Exercise (perhaps a trick question!): Provide a way to access the
current literal in an extended metafunction.

Solution:

We can already access the current literal.  Here's an example showing
how.

==================== Begin example ====================

(defevaluator my-ev my-ev-lst ((if x y z)))

(defun my-metafn (x mfc state)
  (declare (xargs :stobjs state
                  :verify-guards nil)
           (ignore state))
  (let* ((rcnst (access metafunction-context mfc :rcnst))
         (not-flg/atm (access rewrite-constant rcnst :current-literal))
         (atm (access current-literal not-flg/atm :atm)))
    (prog2$ (cw "Current literal:~%~x0~%Current term:~%~x1~%"
                atm
                x)
            x)))

(defthm my-meta-correct
  (equal (my-ev x a)
         (my-ev (my-metafn x mfc state) a))
  :rule-classes ((:meta :trigger-fns (nth))))

(defthmd mv-nth-is-nth
  (equal (mv-nth x y)
         (nth x y)))

(set-gag-mode nil)

; The following fails, but produces output of interest.
(thm (implies (and (true-listp x)
                   (true-listp y))
              (equal (mv-nth n (append (car (cons x x)) y))
                     uuu))
     :hints (("Goal" :do-not '(preprocess))
             ("Goal'" :in-theory (enable mv-nth-is-nth))))
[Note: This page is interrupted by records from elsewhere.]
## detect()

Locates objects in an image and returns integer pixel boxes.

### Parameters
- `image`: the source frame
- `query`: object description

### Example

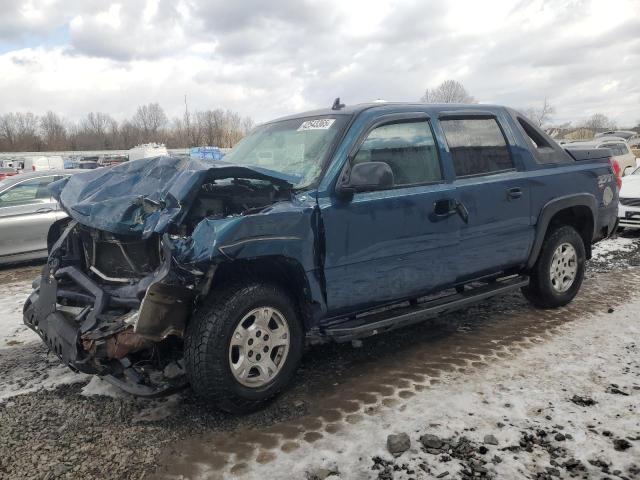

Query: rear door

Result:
[320,114,460,315]
[0,175,58,256]
[440,113,534,281]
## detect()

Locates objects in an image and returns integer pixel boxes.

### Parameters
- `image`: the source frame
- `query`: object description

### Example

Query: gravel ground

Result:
[0,231,640,479]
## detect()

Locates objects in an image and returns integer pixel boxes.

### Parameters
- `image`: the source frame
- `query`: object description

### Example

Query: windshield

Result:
[224,115,349,188]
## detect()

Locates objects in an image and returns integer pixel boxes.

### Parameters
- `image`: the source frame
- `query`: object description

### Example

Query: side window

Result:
[0,177,53,207]
[440,118,514,177]
[518,117,552,149]
[353,120,442,186]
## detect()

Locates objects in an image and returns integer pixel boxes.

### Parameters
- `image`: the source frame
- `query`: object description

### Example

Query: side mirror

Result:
[338,162,395,196]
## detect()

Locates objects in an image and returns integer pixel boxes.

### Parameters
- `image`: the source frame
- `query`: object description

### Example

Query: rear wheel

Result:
[185,282,304,413]
[522,226,586,308]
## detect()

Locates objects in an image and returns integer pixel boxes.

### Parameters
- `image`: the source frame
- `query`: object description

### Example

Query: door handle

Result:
[507,187,522,200]
[433,198,469,223]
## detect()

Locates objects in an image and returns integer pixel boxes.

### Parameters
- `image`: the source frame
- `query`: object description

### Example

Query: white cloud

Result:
[0,0,640,124]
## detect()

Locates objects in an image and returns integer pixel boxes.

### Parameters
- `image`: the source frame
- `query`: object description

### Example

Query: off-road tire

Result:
[522,226,586,308]
[184,281,304,413]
==================== End example ====================

Here's some relevant output, which in fact shows that the rule
mv-nth-is-nth above has been applied while rewriting the conclusion of
the THM above -- the meta function's printing happens while in the
course of rewriting the NTH call resulting from the application of the
rule (i.e., an instance of the right-hand side of the rule).

Goal'
(IMPLIES (AND (TRUE-LISTP X) (TRUE-LISTP Y))
         (EQUAL (MV-NTH N (APPEND X Y)) UUU)).
Current literal:
(EQUAL (MV-NTH N (BINARY-APPEND X Y)) UUU)
Current term:
(NTH N (BINARY-APPEND X Y))